The Logan Temple Barn was built in Logan, Utah in 1896–97 to house the animals belonging to members of the Church of Jesus Christ of Latter-day Saints working at or attending the nearby Logan Temple. It is unique as one of only two stone barns in the Cache Valley, where wood-frame barns prevailed. The temple barn fell into disuse after automobiles began to bring worshipers to the temple and was sold in 1919, becoming an automobile repair shop. The owner at the time was Thomas B. Budge, who owned the Utah-Idaho Hospital across the street, later the William Budge Memorial Hospital. During the 1980s a conversion to apartment use was proposed but not pursued.

==Description==
The Logan Temple Barn is a 36 ft by 36 ft square two-story stone structure with a pyramidal wood single roof. A pigeon-house cupola was added to the top by its first private owner. The front and rear elevations have double doors to the ground floor, and there is an original doorway on the east side.

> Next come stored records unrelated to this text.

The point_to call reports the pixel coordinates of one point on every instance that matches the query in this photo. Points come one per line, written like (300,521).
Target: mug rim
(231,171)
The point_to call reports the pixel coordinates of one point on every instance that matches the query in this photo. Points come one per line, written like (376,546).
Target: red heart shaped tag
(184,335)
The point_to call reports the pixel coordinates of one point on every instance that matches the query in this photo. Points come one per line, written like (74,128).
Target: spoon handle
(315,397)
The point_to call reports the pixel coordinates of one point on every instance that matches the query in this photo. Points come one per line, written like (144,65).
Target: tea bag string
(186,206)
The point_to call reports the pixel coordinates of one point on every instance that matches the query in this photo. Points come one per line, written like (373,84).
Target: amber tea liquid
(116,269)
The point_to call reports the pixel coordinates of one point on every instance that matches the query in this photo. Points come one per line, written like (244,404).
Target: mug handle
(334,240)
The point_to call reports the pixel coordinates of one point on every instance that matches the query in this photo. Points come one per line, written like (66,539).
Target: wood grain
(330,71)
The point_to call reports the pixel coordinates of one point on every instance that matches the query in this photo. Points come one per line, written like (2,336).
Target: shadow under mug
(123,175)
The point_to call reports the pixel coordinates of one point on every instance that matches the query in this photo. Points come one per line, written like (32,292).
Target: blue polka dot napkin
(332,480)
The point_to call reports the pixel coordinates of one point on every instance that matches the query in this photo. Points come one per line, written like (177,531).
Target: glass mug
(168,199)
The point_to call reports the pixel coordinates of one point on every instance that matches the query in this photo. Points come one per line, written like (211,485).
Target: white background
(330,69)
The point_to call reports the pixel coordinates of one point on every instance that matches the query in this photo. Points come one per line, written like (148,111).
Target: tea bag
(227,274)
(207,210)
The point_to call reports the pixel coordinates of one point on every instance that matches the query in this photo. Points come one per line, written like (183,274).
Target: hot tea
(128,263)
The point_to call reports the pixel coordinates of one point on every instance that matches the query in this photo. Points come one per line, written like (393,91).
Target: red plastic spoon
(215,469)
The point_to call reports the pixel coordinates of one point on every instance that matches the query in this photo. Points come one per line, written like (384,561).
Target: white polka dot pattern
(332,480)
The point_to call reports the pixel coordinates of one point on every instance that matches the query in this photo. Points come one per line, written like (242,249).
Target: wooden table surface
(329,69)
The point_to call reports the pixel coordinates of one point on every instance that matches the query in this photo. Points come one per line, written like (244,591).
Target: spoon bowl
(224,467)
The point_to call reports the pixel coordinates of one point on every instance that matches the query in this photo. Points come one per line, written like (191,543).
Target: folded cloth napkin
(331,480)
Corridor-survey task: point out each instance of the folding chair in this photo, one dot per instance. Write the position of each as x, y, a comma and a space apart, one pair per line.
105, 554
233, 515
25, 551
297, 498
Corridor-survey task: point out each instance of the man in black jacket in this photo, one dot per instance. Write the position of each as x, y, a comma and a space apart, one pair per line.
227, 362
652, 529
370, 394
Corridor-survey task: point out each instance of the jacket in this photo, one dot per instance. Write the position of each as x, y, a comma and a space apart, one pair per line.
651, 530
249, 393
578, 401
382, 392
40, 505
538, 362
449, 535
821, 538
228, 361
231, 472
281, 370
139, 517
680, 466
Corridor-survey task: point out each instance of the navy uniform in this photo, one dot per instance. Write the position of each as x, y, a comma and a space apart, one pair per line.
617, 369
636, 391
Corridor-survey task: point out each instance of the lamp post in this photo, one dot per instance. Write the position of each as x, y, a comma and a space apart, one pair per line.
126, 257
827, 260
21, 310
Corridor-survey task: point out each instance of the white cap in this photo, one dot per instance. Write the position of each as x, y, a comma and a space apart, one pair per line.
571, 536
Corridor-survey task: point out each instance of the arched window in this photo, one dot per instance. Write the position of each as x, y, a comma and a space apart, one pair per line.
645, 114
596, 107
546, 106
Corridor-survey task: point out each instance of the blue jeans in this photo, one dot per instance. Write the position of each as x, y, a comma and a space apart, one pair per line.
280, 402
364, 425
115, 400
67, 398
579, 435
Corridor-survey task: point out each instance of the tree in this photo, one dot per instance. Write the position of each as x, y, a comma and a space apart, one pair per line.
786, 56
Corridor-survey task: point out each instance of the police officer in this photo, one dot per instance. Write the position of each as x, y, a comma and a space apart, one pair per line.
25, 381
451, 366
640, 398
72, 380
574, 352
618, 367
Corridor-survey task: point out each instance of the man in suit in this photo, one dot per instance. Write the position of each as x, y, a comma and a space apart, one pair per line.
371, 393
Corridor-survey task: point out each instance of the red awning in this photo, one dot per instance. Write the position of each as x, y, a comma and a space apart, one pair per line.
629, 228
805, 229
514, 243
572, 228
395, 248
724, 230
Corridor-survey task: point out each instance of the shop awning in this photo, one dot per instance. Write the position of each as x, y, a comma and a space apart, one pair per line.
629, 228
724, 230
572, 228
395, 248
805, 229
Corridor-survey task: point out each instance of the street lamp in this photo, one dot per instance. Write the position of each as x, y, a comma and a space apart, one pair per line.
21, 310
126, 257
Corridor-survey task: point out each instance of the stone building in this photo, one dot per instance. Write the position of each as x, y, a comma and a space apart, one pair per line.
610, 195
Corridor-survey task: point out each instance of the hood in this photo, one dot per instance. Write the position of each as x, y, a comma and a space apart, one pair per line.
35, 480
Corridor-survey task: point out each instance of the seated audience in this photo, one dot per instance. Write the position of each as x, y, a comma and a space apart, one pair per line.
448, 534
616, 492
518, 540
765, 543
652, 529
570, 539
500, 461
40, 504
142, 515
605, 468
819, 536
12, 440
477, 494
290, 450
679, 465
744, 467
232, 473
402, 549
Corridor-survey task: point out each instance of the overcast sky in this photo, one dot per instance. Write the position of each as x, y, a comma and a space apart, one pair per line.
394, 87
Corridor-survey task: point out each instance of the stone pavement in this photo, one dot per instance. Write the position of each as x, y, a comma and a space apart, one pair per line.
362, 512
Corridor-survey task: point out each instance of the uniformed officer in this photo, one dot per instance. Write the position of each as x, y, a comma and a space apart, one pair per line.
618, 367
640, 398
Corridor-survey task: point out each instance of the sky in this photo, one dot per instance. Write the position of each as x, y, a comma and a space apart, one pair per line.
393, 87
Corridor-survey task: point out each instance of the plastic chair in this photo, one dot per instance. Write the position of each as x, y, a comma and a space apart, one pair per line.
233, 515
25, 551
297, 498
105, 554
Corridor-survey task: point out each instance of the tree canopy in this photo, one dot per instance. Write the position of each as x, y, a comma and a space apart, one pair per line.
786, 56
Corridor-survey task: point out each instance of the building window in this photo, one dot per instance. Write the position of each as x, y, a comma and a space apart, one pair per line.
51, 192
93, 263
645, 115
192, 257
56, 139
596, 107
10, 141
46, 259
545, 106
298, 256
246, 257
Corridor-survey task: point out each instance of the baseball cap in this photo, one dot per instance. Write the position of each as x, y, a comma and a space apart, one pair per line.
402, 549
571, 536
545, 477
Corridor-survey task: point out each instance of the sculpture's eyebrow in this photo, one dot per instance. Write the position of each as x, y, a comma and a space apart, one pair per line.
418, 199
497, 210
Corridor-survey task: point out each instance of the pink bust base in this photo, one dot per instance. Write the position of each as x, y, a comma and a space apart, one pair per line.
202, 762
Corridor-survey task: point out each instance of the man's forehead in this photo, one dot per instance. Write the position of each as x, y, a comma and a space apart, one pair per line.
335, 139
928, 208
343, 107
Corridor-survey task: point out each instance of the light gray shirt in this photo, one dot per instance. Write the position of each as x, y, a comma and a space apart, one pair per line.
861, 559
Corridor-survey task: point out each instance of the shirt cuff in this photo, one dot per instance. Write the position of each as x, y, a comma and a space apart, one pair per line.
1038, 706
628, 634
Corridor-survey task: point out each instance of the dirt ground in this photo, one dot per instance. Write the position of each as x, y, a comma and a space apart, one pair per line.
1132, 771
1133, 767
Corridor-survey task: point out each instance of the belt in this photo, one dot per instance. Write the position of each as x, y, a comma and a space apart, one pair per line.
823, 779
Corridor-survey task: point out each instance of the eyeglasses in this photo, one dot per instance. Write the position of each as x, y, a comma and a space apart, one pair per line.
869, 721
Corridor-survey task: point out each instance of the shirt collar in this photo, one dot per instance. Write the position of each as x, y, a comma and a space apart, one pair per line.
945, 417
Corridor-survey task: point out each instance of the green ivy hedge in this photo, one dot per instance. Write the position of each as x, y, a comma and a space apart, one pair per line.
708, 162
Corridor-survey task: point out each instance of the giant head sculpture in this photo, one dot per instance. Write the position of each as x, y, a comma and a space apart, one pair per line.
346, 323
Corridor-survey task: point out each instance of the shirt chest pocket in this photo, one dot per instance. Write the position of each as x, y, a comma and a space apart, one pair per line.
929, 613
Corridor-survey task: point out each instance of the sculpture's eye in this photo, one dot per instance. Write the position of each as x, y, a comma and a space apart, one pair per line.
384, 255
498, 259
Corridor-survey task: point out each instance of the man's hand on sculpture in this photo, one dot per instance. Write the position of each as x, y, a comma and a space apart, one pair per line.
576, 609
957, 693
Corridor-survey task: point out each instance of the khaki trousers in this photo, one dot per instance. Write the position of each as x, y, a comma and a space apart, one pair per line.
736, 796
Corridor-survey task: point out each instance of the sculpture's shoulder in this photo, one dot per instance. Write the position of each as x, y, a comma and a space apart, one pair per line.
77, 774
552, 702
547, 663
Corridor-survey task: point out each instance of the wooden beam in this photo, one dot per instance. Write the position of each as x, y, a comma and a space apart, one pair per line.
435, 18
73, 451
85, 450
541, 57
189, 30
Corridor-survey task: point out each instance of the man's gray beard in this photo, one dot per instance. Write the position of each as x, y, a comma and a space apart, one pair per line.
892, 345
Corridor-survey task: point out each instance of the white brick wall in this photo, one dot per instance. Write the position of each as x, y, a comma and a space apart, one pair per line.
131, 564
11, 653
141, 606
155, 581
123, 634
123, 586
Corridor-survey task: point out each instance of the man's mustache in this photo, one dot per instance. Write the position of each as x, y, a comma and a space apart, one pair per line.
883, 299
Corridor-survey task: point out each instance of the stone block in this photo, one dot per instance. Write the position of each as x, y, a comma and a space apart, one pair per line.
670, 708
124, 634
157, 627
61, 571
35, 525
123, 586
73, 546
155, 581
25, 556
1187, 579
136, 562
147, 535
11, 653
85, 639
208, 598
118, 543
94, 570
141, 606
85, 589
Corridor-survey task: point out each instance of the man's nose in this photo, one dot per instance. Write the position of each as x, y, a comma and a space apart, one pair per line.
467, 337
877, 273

Two more openings on the east and west sides were added in 1919 using concrete lintels in lieu of the original openings' stone arches and lintels. There is a hayloft door on the eastern side and several old and new window openings on all sides. The interior is dominated by a central bearing wall supporting the wood framed floor and roof.

The Logan Temple Barn was placed on the National Register of Historic Places on December 19, 1985.